Graph nodes are completely free of names and hence are eligible for
exporting. As with other values, in the cache the intensional definition
of artifacts implicit in them will be replaced by the corresponding,
extensionally equal, known value.

However, some care has to be taken in the serialisation that is part of
the caching, as we do not want to unfold the dag to a tree. Therefore,
we take as JSON serialisation a simple dict with `"type"` set to
`"NODE"`, and `"value"` set to the Merkle-tree hash. That serialisation
respects intensional equality. To allow deserialisation, we add an
additional map to the serialisation from node hash to its definition.

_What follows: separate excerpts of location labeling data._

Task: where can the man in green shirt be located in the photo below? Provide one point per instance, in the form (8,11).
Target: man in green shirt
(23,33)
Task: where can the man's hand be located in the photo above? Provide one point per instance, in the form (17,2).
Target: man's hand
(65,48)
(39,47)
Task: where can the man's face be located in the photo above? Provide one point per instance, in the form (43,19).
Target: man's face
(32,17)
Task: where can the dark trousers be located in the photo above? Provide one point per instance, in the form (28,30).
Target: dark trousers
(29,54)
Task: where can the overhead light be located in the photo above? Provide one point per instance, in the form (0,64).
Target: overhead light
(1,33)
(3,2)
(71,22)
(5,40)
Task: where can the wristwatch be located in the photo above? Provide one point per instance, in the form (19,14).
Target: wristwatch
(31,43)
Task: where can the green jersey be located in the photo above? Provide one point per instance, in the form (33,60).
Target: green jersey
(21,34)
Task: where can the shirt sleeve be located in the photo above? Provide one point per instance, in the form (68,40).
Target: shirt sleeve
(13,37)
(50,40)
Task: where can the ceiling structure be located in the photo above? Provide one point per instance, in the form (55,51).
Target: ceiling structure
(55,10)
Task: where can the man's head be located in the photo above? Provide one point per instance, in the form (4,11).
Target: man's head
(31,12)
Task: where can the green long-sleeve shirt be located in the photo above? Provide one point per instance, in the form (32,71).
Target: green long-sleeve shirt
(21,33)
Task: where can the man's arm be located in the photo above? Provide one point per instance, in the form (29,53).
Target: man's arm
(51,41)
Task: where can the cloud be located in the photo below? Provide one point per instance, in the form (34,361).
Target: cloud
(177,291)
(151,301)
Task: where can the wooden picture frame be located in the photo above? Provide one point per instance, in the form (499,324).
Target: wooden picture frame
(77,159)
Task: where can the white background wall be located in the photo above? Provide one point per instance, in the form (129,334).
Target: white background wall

### Dependings on anonymous targets

#### Parts of an anonymous target

An anonymous target is given by a pair of a node and a map mapping
the abstract node-type specifying strings to rule names. So, in the
implementation these are just two expression pointers (with their
defined notion of equality, i.e., equality of the respective
Merkle-tree hashes). Such a pair of pointers also forms an
additional variant of a name value, referring to such an anonymous
target.

It should be noted that such an anonymous target contains all the
information needed to evaluate it in the same way as a regular
(named) target defined by a user-defined rule. It is an analysis
error analysing an anonymous target where there is no entry in the
rules map for the string given as `"node_type"` for the
corresponding node.

#### Anonymous targets as additional dependencies

We keep the property that a user can only request named targets. So
anonymous targets have to be requested by other targets. We also
keep the property that other targets are only requested at certain
fixed steps in the evaluation of a target. To still achieve a
meaningful use of anonymous targets our rule language handles
anonymous targets in the following way.

##### Rules parameter `"anonymous"`

In the rule definition a parameter `"anonymous"` (with empty map
as default) is allowed. It is used to define an additional
dependency on anonymous targets. The value has to be a map with
keys the additional implicitly defined field names. It is hence
a requirement that the set of keys be disjoint from all other
field names (the values of `"config_fields"`, `"string_fields"`,
and `"target_fields"`, as well as the keys of the `"implict"`
parameter). Another consequence is that `"config_transitions"`
map may now also have meaningful entries for the keys of the
`"anonymous"` map. Each value in the map has to be itself a map,
with entries `"target"`, `"provider"`, and `"rule_map"`.

For `"target"`, a single string has to be specified, and the
value has to be a member of the `"target_fields"` list. For
provider, a single string has to be specified as well. The idea
is that the nodes are collected from that provider of the
targets in the specified target field. For `"rule_map"` a map
has to be specified from strings to rule names; the latter are
evaluated in the context of the rule definition.

###### Example

For generating language bindings for protocol buffers, a
rule might look as follows.

``` jsonc
{ "cc_proto_bindings":
  { "target_fields": ["proto_deps"]
  , "anonymous":
    { "protos":
      { "target": "proto_deps"
      , "provider": "proto"
      , "rule_map": {"proto_library": "cc_proto_library"}
      }
    }
  , "expression": {...}
  }
}
```

##### Evaluation mechanism

The evaluation of a target defined by a user-defined rule is
handled as follows. After the target fields are evaluated as
usual, an additional step is carried out.

For each anonymous-target field, i.e., for each key in the
`"anonymous"` map, a list of anonymous targets is generated from
the corresponding value: take all targets from the specified
`"target"` field in all their specified configuration
transitions (they have already been evaluated) and take the
values provided for the specified `"provider"` key (using the
empty list as default). That value has to be a list of nodes.
All the node lists obtained that way are concatenated. The
configuration transition for the respective field name is
evaluated. Those targets are then evaluated for all the
transitioned configurations requested.

In the final evaluation of the defining expression, the
anonymous-target fields are available in the same way as any
other target field. Also, they contribute to the effective
configuration in the same way as regular target fields.